Learning my Worth

Your twenties are a peculiar time in your life. It's the time you may or may not be still living with your parents, graduating from college, getting your first big girl job, etc. While you're trying to figure yourself out, you will come across people who are also on their own journey of self-discovery. They are either there to inspire and uplift or to teach you a tough lesson. People come into your life at different seasons and in those different seasons are distinct lessons to learn.

Throughout my life, I sometimes found myself becoming a people pleaser. I wanted little to no confrontation, everyone to like me, and everything to go perfectly. Obviously, this isn't realistic nor is it healthy. I had to develop my emotional intelligence. Emotional intelligence is defined as, "the capacity to be aware of, control, and express one's emotions, and to handle interpersonal relationships judiciously and empathetically." The side effect of being a people pleaser is exerting a tremendous amount of energy to maintain the façade of this non-confrontational, easy going sweet girl that can get along with anyone. Not every disagreement is a confrontation. Speak up for yourself.
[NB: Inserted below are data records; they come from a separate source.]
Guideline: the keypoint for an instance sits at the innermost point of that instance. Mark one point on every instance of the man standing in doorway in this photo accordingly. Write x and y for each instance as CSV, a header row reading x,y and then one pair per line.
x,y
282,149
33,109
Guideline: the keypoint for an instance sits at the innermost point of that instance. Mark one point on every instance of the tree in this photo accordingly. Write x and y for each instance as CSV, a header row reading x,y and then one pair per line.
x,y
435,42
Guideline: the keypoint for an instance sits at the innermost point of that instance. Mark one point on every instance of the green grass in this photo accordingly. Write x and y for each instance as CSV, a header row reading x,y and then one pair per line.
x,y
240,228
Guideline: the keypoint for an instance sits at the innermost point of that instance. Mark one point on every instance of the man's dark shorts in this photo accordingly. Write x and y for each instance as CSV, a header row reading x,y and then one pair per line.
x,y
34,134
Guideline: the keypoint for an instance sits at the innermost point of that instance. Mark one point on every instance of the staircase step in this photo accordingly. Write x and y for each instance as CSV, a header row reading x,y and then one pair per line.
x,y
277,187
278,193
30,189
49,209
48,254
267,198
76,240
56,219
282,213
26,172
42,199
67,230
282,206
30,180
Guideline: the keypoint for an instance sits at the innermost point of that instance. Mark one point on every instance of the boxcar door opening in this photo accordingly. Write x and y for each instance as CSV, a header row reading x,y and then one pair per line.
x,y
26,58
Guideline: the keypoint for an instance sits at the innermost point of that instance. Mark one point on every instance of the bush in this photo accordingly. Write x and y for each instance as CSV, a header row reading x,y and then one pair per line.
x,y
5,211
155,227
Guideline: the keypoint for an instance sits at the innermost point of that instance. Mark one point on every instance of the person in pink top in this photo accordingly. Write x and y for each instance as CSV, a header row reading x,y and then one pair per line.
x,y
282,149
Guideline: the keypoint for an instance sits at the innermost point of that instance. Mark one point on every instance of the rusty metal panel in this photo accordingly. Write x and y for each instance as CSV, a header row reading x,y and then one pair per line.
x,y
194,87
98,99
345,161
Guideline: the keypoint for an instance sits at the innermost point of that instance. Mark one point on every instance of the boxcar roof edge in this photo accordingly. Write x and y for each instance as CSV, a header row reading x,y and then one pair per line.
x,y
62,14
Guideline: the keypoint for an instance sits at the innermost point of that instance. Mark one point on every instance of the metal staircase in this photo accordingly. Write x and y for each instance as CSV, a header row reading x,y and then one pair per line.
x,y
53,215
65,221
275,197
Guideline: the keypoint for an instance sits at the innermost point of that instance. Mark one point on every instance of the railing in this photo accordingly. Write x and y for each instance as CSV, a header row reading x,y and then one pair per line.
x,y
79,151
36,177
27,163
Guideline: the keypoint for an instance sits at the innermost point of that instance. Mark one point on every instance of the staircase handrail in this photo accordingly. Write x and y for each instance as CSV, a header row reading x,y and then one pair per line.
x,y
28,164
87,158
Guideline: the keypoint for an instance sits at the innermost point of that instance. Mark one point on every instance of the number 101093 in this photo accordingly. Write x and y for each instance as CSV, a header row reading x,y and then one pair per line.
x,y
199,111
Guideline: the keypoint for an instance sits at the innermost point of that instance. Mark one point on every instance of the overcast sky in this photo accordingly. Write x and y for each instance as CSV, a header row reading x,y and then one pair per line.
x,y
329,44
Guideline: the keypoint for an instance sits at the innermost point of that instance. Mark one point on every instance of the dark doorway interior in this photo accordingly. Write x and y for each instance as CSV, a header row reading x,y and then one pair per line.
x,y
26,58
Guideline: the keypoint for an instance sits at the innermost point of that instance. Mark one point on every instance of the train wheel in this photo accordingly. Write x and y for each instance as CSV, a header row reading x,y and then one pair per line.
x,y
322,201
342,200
I needed to learn self-love and how to be more compassionate with myself. I needed to learn to take up space and not shrink myself for anyone. I’m not meant for everyone and everyone isn’t meant for me. I needed to learn that “no” is a complete sentence. The burden often falls on the shoulders of women to exert a great deal of emotional labor to spare the feelings of those around them. As a black woman, I didn't want to be seen as difficult, hard to work with, or angry if I spoke up for myself. I was scared of how those around me would receive me.

As I'm getting older, I'm realizing what others think of me isn't my business. Authenticity can take you a long way. My early twenties were spent dimming my light, comparing my journey to those around me, and worried that if I truly showed others who I was that meant they wouldn't want to be around me, therefore, I stepped out of my light and fell off my path. I didn't want to feel vulnerable or susceptible to what I deemed as criticism. I felt undeserving of love.

"You can be a thousand different women. It's your choice which one you want to be. It's about freedom and sovereignty. You celebrate who you are. You say, ‘this is my kingdom." — Salma Hayek

I learned I needed to protect my peace and you have to teach others how to treat you. It was necessary to find the balance of not being a people pleaser and being assertive about my needs. I finally realized I was allowed to be who I am. I'm not monolithic nor do I have a single purpose. I don’t have to please those around me. If someone didn't approve of what I did, who cares? I'm still battling depression and anxiety and that's something I know I will deal with for a long time, but it becomes easier to cope when I allow myself the same empathy and care I give others.